Microscopically ganglioneuromas have consists of a spindle cell tumor composed of neuritic processes, Schwann cells and perineural cells and show numerous ganglion cells [15,16]. Immunohistochemical results, including S100, CD56, synaptophysin and NSE positivity, are also important for forming a diagnosis .
The recommendation of surgery for an adrenal mass is somewhat controversial for non functional adrenal mass between 4-6 cm, because the likelihood of adrenal cancer has been known to increase in adrenal lesions with a diameter greater than 40 mm. However non-secreting adrenal incidentalomas larger than 40 mm with suspicious features of malignancy on imaging procedures should be treated using adrenalectomy because of the increased prevalence of malignancy . In case or size tumor than 6 cm we generally use surgery as the case of our patient, right laparoscopic adrenalectomy was performed through the trans-abdominal route and diagnosis of adrenal GN was retained after histological study.
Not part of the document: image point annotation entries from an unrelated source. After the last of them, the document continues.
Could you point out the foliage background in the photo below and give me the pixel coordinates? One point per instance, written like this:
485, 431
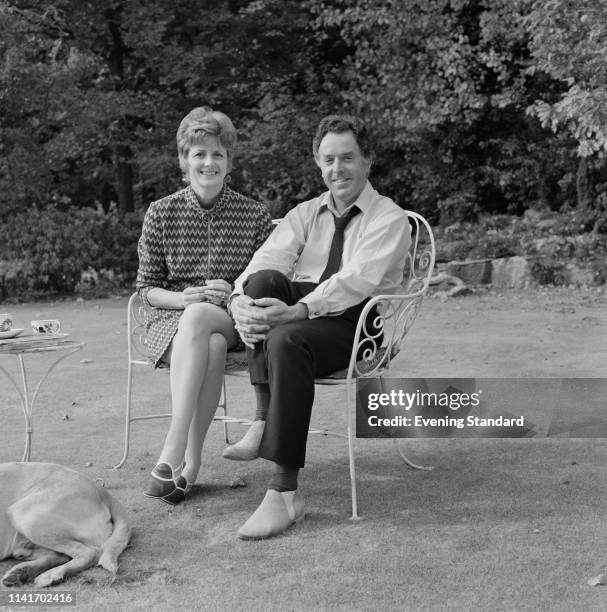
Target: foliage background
479, 108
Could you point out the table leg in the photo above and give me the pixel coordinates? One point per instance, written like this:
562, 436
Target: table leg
27, 403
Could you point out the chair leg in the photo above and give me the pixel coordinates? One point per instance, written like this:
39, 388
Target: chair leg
127, 420
223, 404
349, 417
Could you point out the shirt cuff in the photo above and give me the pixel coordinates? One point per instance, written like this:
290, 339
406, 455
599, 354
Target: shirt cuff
317, 306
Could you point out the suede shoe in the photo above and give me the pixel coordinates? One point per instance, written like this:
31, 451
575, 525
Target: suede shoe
247, 448
276, 513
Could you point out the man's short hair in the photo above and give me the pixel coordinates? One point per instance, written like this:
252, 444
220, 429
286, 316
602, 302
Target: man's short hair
338, 124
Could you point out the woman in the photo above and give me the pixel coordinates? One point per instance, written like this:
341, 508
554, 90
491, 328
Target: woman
193, 245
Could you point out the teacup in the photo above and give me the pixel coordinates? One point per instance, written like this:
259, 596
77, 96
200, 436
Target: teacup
46, 326
6, 321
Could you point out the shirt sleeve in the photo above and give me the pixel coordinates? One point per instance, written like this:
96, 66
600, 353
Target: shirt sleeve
280, 250
377, 264
152, 270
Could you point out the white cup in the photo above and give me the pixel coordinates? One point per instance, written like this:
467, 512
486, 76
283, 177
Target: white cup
6, 321
46, 326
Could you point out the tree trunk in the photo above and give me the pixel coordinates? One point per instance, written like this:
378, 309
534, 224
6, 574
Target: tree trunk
122, 153
582, 185
125, 179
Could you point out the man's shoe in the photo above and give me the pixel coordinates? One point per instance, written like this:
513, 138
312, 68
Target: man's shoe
276, 513
247, 448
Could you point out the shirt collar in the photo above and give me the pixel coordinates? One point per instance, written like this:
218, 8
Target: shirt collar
364, 200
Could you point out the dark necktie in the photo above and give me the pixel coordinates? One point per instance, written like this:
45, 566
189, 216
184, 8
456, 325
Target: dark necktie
337, 244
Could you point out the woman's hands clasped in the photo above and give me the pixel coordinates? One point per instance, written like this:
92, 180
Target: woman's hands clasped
216, 291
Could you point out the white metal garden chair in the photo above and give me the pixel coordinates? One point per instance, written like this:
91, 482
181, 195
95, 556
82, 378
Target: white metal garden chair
396, 316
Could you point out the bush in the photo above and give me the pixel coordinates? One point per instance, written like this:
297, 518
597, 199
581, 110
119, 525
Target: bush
47, 251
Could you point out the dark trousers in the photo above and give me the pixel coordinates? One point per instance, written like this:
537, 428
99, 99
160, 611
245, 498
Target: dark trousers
289, 359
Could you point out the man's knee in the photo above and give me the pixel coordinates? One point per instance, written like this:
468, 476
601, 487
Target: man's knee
264, 283
284, 340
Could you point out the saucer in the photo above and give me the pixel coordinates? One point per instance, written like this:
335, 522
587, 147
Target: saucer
11, 333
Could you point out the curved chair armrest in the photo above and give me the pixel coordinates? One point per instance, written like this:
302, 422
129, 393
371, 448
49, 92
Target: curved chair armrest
372, 352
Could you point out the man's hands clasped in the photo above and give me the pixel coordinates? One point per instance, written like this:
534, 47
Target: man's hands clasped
255, 318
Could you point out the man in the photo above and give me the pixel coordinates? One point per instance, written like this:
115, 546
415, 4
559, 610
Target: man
297, 304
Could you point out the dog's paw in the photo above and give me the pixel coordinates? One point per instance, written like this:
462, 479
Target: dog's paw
16, 576
50, 577
109, 563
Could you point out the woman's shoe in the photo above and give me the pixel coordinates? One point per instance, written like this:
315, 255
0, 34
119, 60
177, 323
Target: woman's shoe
167, 484
247, 448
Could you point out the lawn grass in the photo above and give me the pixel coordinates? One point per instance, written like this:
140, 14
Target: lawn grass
497, 525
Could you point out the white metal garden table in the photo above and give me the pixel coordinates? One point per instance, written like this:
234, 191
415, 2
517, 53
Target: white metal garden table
35, 344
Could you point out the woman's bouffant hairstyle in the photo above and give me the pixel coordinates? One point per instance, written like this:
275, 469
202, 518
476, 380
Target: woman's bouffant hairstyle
198, 123
338, 124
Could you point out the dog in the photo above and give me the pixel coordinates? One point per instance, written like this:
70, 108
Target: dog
58, 522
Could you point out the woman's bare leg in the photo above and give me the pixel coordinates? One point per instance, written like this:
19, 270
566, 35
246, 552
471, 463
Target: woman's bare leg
189, 358
207, 405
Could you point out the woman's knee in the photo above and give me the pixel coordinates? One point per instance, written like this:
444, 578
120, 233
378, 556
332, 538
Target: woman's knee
218, 348
201, 319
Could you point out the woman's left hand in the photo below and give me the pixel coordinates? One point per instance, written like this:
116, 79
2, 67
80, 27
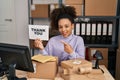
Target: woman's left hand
67, 47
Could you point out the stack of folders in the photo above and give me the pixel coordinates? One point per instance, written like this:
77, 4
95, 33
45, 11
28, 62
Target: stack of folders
95, 32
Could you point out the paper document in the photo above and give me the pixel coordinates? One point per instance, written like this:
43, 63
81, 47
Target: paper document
39, 31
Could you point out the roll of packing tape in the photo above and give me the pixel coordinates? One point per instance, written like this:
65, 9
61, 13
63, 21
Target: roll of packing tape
84, 70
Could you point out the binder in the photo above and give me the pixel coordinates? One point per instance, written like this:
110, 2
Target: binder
93, 37
98, 36
83, 31
77, 29
104, 33
88, 33
109, 37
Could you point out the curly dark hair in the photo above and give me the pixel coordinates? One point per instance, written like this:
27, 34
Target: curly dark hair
62, 12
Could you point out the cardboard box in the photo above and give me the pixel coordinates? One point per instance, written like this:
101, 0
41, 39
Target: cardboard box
46, 70
94, 75
70, 68
104, 51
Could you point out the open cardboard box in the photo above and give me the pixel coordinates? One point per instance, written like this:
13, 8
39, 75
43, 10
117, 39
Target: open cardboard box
47, 70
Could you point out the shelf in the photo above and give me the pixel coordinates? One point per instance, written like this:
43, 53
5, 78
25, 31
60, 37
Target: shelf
101, 45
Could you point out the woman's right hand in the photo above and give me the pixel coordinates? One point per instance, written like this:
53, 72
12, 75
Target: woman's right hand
38, 44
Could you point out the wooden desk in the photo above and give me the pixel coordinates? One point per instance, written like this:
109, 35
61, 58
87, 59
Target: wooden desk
107, 75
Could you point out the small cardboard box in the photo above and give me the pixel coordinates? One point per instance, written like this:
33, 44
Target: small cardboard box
46, 70
104, 51
70, 68
94, 75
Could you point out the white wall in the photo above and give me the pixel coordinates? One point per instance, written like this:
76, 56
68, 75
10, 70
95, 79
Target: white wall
21, 13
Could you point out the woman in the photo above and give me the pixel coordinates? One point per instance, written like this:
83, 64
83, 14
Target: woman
66, 45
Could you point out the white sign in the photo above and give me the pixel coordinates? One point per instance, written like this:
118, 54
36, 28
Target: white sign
39, 31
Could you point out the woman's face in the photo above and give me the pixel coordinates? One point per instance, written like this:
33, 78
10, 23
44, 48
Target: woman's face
65, 27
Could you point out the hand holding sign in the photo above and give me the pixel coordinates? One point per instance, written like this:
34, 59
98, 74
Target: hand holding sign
38, 44
39, 31
67, 47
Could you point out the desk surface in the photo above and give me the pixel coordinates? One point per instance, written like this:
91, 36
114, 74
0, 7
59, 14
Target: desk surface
107, 75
Addison's disease or Primary Adrenal Insufficiency (PAI) is caused by autoimmune destruction of the adrenal cortex. The diagnosis of PAI is often delayed by many months, and most patients present with symptoms of acute adrenal insufficiency as is the case of our patient who prior the surgery the 8 AM cortisol levels 117,9 ng/ml (322 nmol/l) such levels may well be found in preclinical states of PAI. Moreover the acute adrenal failure was likely precipitated by surgery, adrenalectomy and perhaps also anesthesics. The common autoimmune form of PAI is characterized by the presence of steroid 21-hydroxylase autoantibodies with high specificity (90%) and sensibility (85%) [18,19] and if the test is positive, further etiologic evaluation is not generally necessary, however, other causes should be sought if no autoantibodies are detected. Whereas the association of ganglioneuroma with (PAI), has never been reported. Finally new investigations should be advanced in the fields of molecular and genetic pathology of ganglioneuroma and may be some connection with adrenal failure especially (PAI).
Adrenal ganglioneuroma occurs rarely in adults and preoperative diagnosis is difficult. It needs careful evaluation and surgical treatment. The surgical removal of this ganglioneuroma in our patient revealed adrenal failure of autoimmune origin (Addison's disease). The combination of these two diseases has not yet been reported and still requires further research.
Figure 1a: Abdominal CT scan without contrast demonstrated a round right adrenal mass (51 x 33 mm).
Figure 1b: Abdominal CT scan with contrast demonstrated a large, right heterogeneous adrenal lesion.
Figure 2a: Histological examination of the adrenal tumor.
Figure 2b: Ganglion cells surrounded by Schwann cells (H&E, × 100).